What's New in Docker + Wasm Technical Preview 2
Back in October 2022, the Docker organization had some pretty exciting news. They released a technical preview of Docker Desktop that had a new ability: to run Wasm bytecode. At the end of March 2023, we got another interesting release: Docker + Wasm Technical Preview 2. Let's see what new possibilities this brings to us.
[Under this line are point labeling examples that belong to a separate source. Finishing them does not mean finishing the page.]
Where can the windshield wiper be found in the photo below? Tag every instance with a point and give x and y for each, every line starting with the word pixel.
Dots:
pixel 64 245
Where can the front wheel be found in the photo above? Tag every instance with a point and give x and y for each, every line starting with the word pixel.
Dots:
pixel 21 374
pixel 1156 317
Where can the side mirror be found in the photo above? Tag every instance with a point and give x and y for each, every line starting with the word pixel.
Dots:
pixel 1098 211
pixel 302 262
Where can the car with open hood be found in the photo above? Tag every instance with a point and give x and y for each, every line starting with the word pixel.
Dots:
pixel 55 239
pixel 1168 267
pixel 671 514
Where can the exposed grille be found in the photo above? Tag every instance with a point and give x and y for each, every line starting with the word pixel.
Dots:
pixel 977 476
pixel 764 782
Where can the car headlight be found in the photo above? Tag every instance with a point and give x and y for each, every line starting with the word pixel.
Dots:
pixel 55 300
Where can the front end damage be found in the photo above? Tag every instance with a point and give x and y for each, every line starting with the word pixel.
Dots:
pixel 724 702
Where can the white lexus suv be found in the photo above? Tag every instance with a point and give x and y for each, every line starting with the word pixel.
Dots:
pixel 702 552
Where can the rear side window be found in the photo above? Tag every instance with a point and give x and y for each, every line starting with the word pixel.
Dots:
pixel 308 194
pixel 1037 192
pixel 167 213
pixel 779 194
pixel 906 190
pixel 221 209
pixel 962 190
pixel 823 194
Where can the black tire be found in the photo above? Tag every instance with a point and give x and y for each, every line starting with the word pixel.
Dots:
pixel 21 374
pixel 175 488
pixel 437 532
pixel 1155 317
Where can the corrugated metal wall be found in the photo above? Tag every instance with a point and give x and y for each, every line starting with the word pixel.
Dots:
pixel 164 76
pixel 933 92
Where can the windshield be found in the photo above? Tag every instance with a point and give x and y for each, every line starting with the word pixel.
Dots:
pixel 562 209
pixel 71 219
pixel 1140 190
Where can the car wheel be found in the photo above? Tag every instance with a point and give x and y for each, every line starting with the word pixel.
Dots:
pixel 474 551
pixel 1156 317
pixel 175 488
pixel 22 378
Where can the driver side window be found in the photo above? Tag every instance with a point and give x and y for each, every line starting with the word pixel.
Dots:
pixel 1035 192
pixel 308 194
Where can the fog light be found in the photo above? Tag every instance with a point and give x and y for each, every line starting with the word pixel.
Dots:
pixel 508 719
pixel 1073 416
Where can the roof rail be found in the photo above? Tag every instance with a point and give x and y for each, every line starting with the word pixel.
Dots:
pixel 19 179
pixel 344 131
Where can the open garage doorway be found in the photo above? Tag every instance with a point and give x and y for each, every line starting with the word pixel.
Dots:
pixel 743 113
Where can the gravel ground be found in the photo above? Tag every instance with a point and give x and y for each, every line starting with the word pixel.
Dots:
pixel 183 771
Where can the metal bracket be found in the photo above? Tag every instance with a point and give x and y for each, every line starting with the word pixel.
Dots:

But first, just in case you are unfamiliar with Wasm, we've got you covered! You can read our previous blog post where we discussed in-depth what WebAssembly (Wasm) is and why it might be a game changer in the future. If you want the short version, here is what Wasm brings to the table.
Advantages of Using WebAssembly
- Run anywhere (Portability): WebAssembly lets us write our code, compile it to Wasm bytecode then run it virtually anywhere. If you're a developer, you know what a hassle it can be to compile your app for multiple operating systems and CPU architectures. Now you don't have to worry about that. Write your code, compile to Wasm bytecode, get a .wasm file, run it anywhere.
- Security and isolation by default: Wasm bytecode runs in a virtual stack machine. This is something vaguely similar to a virtual machine. So you get isolation out-of-the-box. And there are a few awesome security features baked in as well.
- Super small Wasm images: When code is compiled, the resulting .wasm file containing the bytecode is very small. Much smaller than a typical container image.
- Fast startup times: Reduced file size and simplicity lead to much faster startup times.
- Reduced resource usage: Since WebAssembly bytecode is usually contained in a very small file, executing that code requires less RAM, less disk space, and even less CPU time in some cases. This can significantly reduce infrastructure costs. You can simply run more stuff on the same infrastructure.
Will Wasm Explode in Popularity Now?
Wasm is very interesting from a technical perspective. But some people are still skeptical. They think WebAssembly has been around for a long time, and nothing really changed dramatically. But that was the case for containers as well. You see, containers existed for a very long time, even before Docker.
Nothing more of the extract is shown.